Stage I - physical. It includes reactions of photophysical nature of the absorption of energy by pigments (P), its storage in the form of electronic excitation energy (P *) and migration to the reaction center (RC). All reactions are extremely fast and proceed at a rate of 10 -15 - 10 -9 s. Primary reactions of energy absorption are localized in light-harvesting antenna complexes (LSCs).

Stage II - photochemical. Reactions are localized in reaction centers and proceed at a rate of 10 -9 s. At this stage of photosynthesis, the energy of the electronic excitation of the pigment (P (RC)) of the reaction center is used to separate charges. In this case, an electron with a high energy potential is transferred to the primary acceptor A, and the resulting system with separated charges (P (RC) - A) contains a certain amount of energy already in chemical form. The oxidized pigment P (RC) restores its structure due to the oxidation of the donor (D).

The transformation of one type of energy into another occurring in the reaction center is the central event of the photosynthesis process, which requires severe conditions for the structural organization of the system. Today, molecular models of reaction centers in plants and bacteria are mostly known. Their similarity in structural organization was established, which indicates a high degree of conservatism of the primary processes of photosynthesis.

The primary products formed at the photochemical stage (P * , A -) are very labile, and the electron can return to the oxidized pigment P * (recombination process) with a useless loss of energy. For this reason, rapid further stabilization of the formed reduced products with a high energy potential is necessary, which is carried out at the next, III stage of photosynthesis.

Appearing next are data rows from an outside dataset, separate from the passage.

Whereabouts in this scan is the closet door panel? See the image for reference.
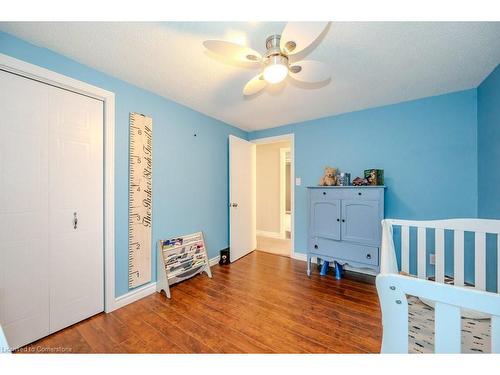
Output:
[0,71,49,348]
[49,88,104,332]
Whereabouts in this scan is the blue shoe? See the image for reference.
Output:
[319,260,330,276]
[335,262,344,280]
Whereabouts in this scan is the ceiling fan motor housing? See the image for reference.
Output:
[263,35,288,71]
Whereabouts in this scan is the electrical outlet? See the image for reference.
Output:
[429,254,436,264]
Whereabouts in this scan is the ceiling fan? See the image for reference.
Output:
[203,22,330,96]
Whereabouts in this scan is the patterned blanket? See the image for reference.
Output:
[408,296,491,353]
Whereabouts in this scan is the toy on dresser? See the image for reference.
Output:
[319,167,337,186]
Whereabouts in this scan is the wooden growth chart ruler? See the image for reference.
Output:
[128,113,153,288]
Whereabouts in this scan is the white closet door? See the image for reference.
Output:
[0,71,104,348]
[0,71,49,348]
[49,87,104,332]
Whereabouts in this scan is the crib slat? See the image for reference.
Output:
[497,234,500,293]
[474,232,486,290]
[453,230,464,286]
[401,226,408,274]
[434,302,462,353]
[434,229,445,283]
[491,316,500,354]
[417,228,427,279]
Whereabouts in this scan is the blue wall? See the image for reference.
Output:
[249,89,477,252]
[477,65,500,219]
[0,32,247,296]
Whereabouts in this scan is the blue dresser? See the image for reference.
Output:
[307,186,385,276]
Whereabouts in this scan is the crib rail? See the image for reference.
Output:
[381,219,500,292]
[376,274,500,353]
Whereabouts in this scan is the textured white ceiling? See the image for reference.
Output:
[0,22,500,130]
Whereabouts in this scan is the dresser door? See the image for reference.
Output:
[310,199,340,240]
[342,199,381,246]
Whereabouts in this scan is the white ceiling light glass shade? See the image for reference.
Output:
[264,55,288,83]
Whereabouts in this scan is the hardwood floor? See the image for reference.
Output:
[19,251,382,353]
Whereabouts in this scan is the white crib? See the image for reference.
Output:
[377,219,500,353]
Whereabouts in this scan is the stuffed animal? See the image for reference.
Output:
[352,177,368,186]
[319,167,337,186]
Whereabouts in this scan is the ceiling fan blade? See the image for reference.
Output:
[203,40,262,63]
[289,60,331,83]
[243,74,267,96]
[280,22,329,55]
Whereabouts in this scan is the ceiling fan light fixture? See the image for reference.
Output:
[264,55,288,83]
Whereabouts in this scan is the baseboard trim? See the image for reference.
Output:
[113,281,156,310]
[108,255,220,312]
[208,255,220,267]
[256,230,284,240]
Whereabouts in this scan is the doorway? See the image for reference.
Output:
[254,136,293,257]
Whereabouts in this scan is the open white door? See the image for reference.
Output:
[229,135,257,262]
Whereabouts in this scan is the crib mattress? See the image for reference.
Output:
[408,296,491,353]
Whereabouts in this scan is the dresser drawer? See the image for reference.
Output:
[342,188,380,200]
[309,237,379,266]
[311,188,342,201]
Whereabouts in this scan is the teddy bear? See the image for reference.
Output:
[319,167,337,186]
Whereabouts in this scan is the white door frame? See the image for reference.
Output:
[250,133,295,258]
[0,53,116,312]
[280,147,292,238]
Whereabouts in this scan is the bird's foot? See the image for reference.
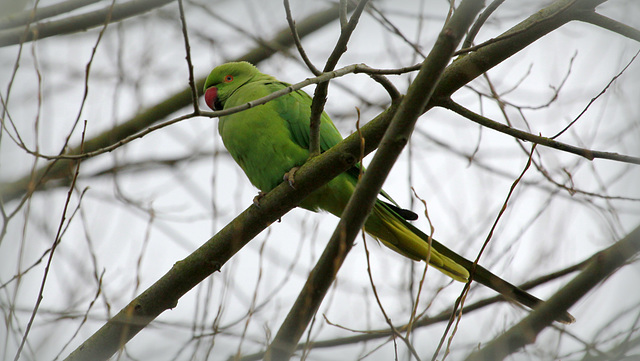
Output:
[253,191,267,208]
[282,167,300,189]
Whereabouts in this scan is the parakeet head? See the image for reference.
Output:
[204,61,263,110]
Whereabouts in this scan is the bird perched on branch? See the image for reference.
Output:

Stage III - electron transport reactions. A chain of carriers with different redox potential (E n ) forms the so-called electron transport chain (ETC). The redox components of ETC are organized in chloroplasts in the form of three basic functional complexes - photosystem I (PSI), photosystem II (PSII), cytochrome b 6 f-complex, which provides a high speed of the electron flow and the possibility of its regulation. As a result of the work of the ETC, highly reduced products are formed: reduced ferredoxin (PD restore) and NADPH, as well as energy-rich ATP molecules, which are used in the dark reactions of CO 2 reduction that make up the IV stage of photosynthesis.

Stage IV - "dark" reactions of absorption and reduction of carbon dioxide. The reactions take place with the formation of carbohydrates, the end products of photosynthesis, in the form of which the solar energy is stored, absorbed and converted in the "light" reactions of photosynthesis. The speed of ʼʼdarkʼʼ enzymatic reactions is 10 -2 - 10 4 s.

Τᴀᴋᴎᴍ ᴏϬᴩᴀᴈᴏᴍ, the entire course of photosynthesis is carried out through the interaction of three flows - energy flow, electron flow and carbon flow. The conjugation of the three streams requires precise coordination and regulation of their constituent reactions.

The total equation of photosynthesis - the concept and types. Classification and features of the category "Total equation of photosynthesis" 2017, 2018.